Note: This answer was updated in February 2018 from a question first posted online in April 2012.


  1. Lisa Thorley

    Hi Engelly,

    If you’re asking if the risk to your child will increase if you have sex, the answer is no. For more info about pregnancy, please see here:

  2. Engelly

    Hey! I Found Out Tht I Am HIV Positive This Year January,coz Thats The Only Time I Started Going To The Clinic For My ANC! I Was 5 Months Pregnant And They Put Me On ARV Treatment ASAP And I Acceptd Evnthough I Was Shockd, I’m On Treatment Like Now.
    My Question Is… Me And My Partner Had Some Unprotected Intercouse Now & Then Before I Found Out Tht I Was Positive, Will It Effect My Baby Or Is My Baby On The Safe Side Coz I Started With The Treatment ASAP, And We Never Had Sex From Then On Till Now, Just Once Wth Protection?

  3. Lisa Thorley

    Hi Private,

    Atripla is perfectly safe to take when pregnant, it won’t cause any damage to your baby.

  4. Private

    Hi, what happen if you change the treatment i was drinking valutrip but the doctor gave me Atroiza and im pregnant….its wont harm my baby??

  5. Roy Trevelion

    Hi Karabo,

    As Angelina says on this Q&A, These meds will be good for your health and good for your baby too.

    But is there a reason why you haven’t been able to start your HIV treatment?

    The benefits of HIV treatment (called ART) are not just to your own health. Treating your HIV will reduce the risk of your baby becoming HIV positive to almost zero.

    It’s good to start ART soon. That’s because the aim of ART is to reduce HIV to such tiny levels that it’s undetectable in your viral load blood test. Being undetectable will reduce the risk to your baby to close to zero.

    Please see this guide to HIV pregnancy and women’s health.

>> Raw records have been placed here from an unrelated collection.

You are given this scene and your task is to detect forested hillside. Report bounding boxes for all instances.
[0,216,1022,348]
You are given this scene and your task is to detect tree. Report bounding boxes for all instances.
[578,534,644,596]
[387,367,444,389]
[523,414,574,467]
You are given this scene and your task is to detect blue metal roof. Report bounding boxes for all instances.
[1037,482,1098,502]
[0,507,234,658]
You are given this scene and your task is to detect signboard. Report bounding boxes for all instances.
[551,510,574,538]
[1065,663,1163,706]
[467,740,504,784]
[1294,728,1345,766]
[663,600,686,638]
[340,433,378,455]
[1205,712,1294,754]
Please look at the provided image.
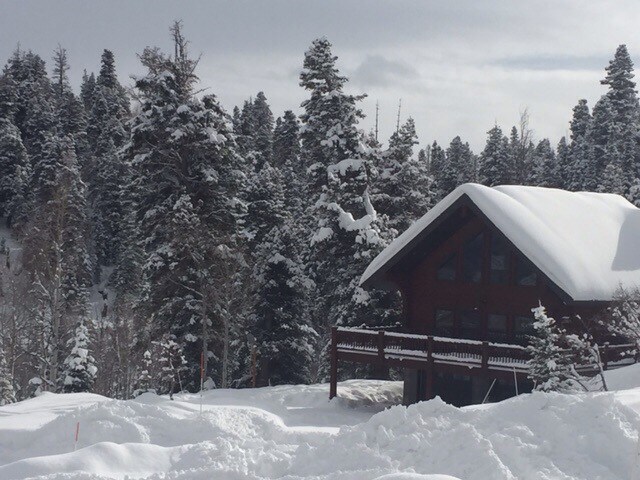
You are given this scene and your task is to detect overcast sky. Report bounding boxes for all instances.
[0,0,640,151]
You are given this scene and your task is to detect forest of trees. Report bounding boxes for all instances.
[0,23,640,404]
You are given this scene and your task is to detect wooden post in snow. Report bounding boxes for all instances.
[329,327,338,400]
[73,422,80,452]
[200,350,204,415]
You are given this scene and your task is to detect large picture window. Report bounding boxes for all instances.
[437,253,457,282]
[489,234,509,285]
[462,233,484,283]
[460,310,482,340]
[513,314,535,343]
[433,309,454,337]
[516,257,538,286]
[487,313,507,342]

    If you live in South Africa you can contact the Treatment Action Campaign at this contact link. They can give local support.

  6. Karabo

    Hi am 2 months pregnant and HIV positive and i havent start taking my treatments will my baby be infected if i don’t take treatment

  7. Roy Trevelion

    Hi Ally,

    Thank you very much for saying this. It’s really great to know that you’re doing so well.

    Best wishes,

  8. Ally

    Hi I’m Ally!

    I just want commend the i-base team they are doing a great job, they have saved so many people including me…. when i 1st diagnosed with HIV i was so emotional in such a way that i wanted to abort the baby and kill myself, but through the i-base team ive managed to switch my mind away from the evil and negative thoughts… comments and responses saved my life, its been almost 4 years now since taking my meds, thank you guys, and thank you so much that you are accessible to all over the world!


  9. Lisa Thorley

    Hi Nothando,

    i-base are based in the UK so I can’t tell you what the procedure will be with regards to accessing care in the country that you live in. You’ll need to talk to your HIV doctor about this. Ideally they should also consult the doctor who is overseeing your pregnancy.

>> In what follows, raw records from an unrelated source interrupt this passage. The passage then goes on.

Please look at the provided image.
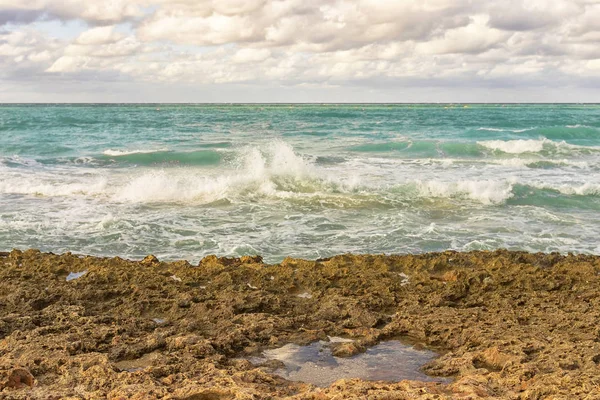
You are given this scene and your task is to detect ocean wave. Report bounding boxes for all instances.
[477,137,600,156]
[102,148,169,157]
[477,139,545,154]
[415,180,513,205]
[0,141,600,208]
[477,127,537,133]
[100,150,223,165]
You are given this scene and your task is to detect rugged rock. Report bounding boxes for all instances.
[0,250,600,400]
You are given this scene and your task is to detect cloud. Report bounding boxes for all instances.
[0,0,144,25]
[0,0,600,101]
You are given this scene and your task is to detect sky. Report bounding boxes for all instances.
[0,0,600,103]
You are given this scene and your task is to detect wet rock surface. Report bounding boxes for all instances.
[0,250,600,400]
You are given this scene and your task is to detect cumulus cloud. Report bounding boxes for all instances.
[0,0,600,101]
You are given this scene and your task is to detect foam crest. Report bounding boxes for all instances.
[115,141,324,203]
[477,139,548,154]
[102,148,168,157]
[415,180,513,205]
[0,176,107,197]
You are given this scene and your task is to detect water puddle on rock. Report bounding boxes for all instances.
[250,338,447,387]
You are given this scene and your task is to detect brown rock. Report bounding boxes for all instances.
[4,368,35,389]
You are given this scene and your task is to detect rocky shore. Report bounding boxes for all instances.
[0,250,600,400]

    Given that you’re pregnant, it’s important that you starts meds ASAP. As to which meds you’ll be offered this will depend on where it is that you live. There’s more about pregnancy here: http://i-base.info/guides/pregnancy

  10. Nothando

    Im close to 5 months pregnant n recently found out dat Im HIV positive, so my question is when can I start taking the meds so that my baby doesnt get infected also what meds must I take to protect my baby from the virus.Through medical aid does my Gynae/ Dr apply for the meds or must I apply for the meds myself.?
    Also in terms of monthly visits what is the difference if I do my monthly check-ups at the clinic compared to visits to your Gnae/Dr.